Musicians all over the globe use the Internet and social media as an essential tool in marketing themselves, their brand and most importantly, their music. But out of all of the online devices available to independent musicians and brands, which is most important for engaging and expanding audiences? Is it social media with it’s various different channels and platforms or is it the website, the static and solid domain that hosts all content and is the central point of all music marketing strategies?

The answer is in fact that social networks work in conjunction with one another. Alone, they can be moderately successful in their own right but when linked together, with both feeding traffic to the other and links from each network sending audiences to the site, they become a force to be reckoned with. Without a carefully crafted website where users can navigate between background information, media footage and a shop to purchase a musician’s music, all other social media interaction is in vein. Without building presence on social networking sites directing new fans to their domain, a website can lie dormant with no hits, no track plays and definitely no music purchases for many months.

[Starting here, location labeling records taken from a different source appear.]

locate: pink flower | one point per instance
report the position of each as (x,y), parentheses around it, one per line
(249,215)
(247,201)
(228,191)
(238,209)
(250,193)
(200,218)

The two must be working together like a well-oiled machine to be able to perform successfully. The band website is the place for all things official. The official biography of band members, the official music (with bonus tracks for dedicated members), the official shop selling official merchandise should all be located here, with links back to the social media accounts of the musician, or the band and it’s members. Social networking accounts like those on Twitter, Facebook and Tumblr should be infused with personality and

help to get across a better idea of who a musician is. The social nature of networking means that users don’t just want to see endless links to music and gig tickets, they want to interact with a musician, get an idea of who they are and get to know them as people so as to better understand their music.

Social networks and websites both have advantages over the other. Websites can host huge amounts of material, they help to emphasise a brand through layout and format and they make it very easy to measure the performance metrics that gauge success. But where websites often fail in their one-sided discourse, social networks pick up the slack, interacting with fans, seeking new audiences and providing a forum where a dialogue between music fan and musician can take place.